The death spiral of rising fares and reduced service and reliability further drives away customers, which increases the amount that taxpayers or remaining riders must bear. WMATA is easily the most expensive major city transportation (rail and bus) system in the country, costing $4.03 per rail mile and $4.63 per bus mile to operate per passenger.

But if you hadn’t noticed, despite ever rising passenger fares, that is not how much a Metro ride costs. Area governments and the feds pay 77 percent of the $3.2 billion annual operating cost of WMATA, making Metro a money pit for taxpayers.

Now WMATA’s leadership wants more — an additional $25 billion over the next decade to be exact. But that eye-popping sum rightly embarrasses Metro’s General Manager Paul J. Wiedefeld, who insists the system can squeak by with an infusion of $15.5 billion in “dedicated” funding, raised through new taxes used to exclusively subsidize Metro.

But new taxes, including the ride-hailing taxes the D.C.  Council just imposed on Uber and Lyft, merely paper over the structural financing and spending issues afflicting WMATA.

The elephant in the room is that employee pay and benefits comprise 71 percent of Metro’s operating budget, and that doesn’t even account for the $2.8 billion in unfunded liabilities for union employees’ retirement and health care.

According to WMATA’s own data released to the D.C. Council, the average salary and fringe benefits (pension plus health care) compensation for a Metro employee exceeds $109,000, which is $20,000 in total compensation more than the average worker in the D.C. area. The gap is even wider when you compare WMATA employees in similar occupational fields around the District. Here, private-sector bus drivers earn only (in pay and benefits) $59,000 on average, while Metrobus drivers earn almost twice that.

One of the chief reasons is excessive and often abused overtime compensation, which cost WMATA more than $83 million in fiscal 2017. That averages to more than $7,800 per overtime-eligible employee. Even more peculiarly, WMATA employees accrue pension benefits relative to their overall pay (including overtime) — not just their base pay — a practice that is severely out of line with common private and public-sector labor rules.

Furthermore, most of the $300 million in “services” costs are really personnel costs related to hiring outside contractors to do the some of the same work WMATA’s own union employees are supposed to be doing.

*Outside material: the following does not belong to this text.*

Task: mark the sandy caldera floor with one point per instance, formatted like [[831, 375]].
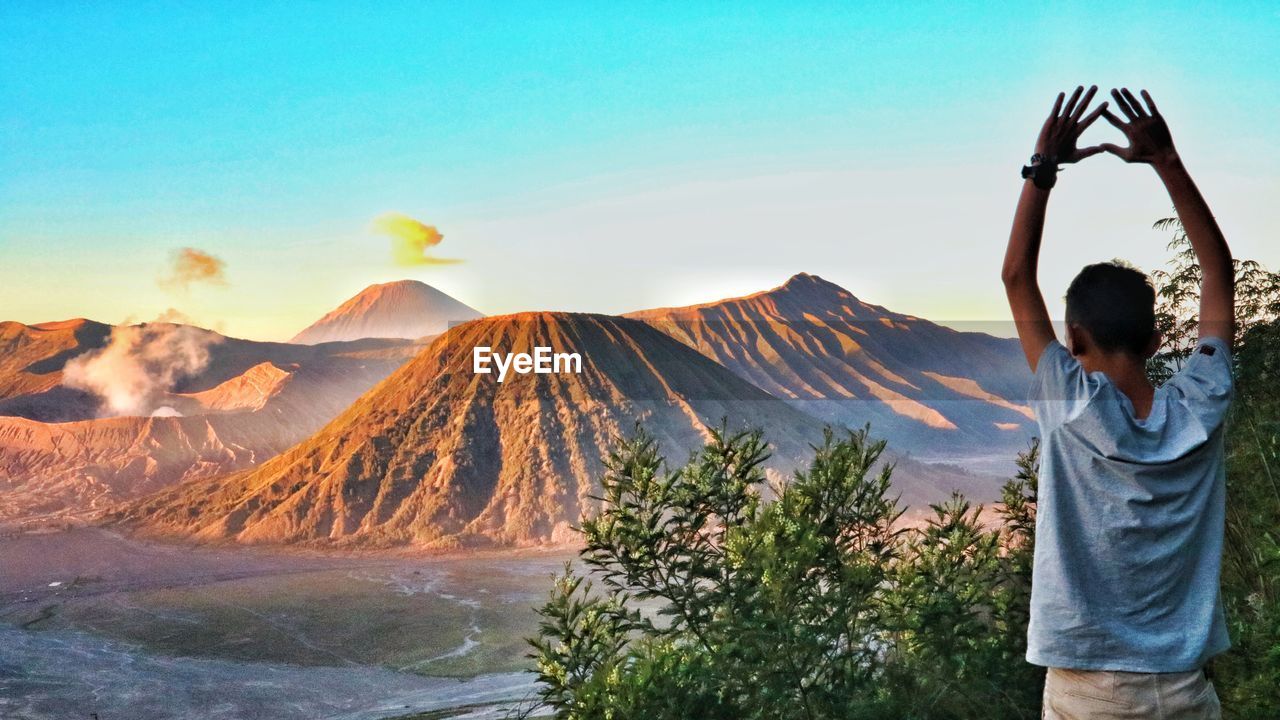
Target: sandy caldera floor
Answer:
[[92, 621]]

But that really started two weeks ago when a mass action by bus drivers arriving late to work snarled the commutes of bus riders, who are disproportionately poor, disabled and work in jobs that require punctuality.

Ironically, WMATA’s founding document, the compact, prohibits union strikes altogether, instead forcing management and the unions into binding arbitration.

But the unions like it fine that way because federal arbitration almost universally results in the adoption of the union’s demands. The last negotiation ended with the mediator giving a 3 percent automatic annual pay raise to employees plus a 3 percent cost-of-living adjustment and maintaining all union work rules, benefits and perks.

Even common-sense reforms by management, such as employee background checks or the ability to fire lying safety inspectors, are blocked in litigation by the union.

The unions’ chief functions are to facilitate overly generous payments to un-fireable incompetents and nepotism cases who do little work and endanger their charges’ lives.

If Congress does not act swiftly to revise the compact, abolish the collective bargaining rights of WMATA’s employees and sanction the unions if they do strike, Washingtonians will pay a steep price in higher taxes and a deficit in quality transportation.

Placating Metro’s unions will only accelerate the silent boycott by potential riders, leaving only those with no other options to risk their lives on the roads and the rails.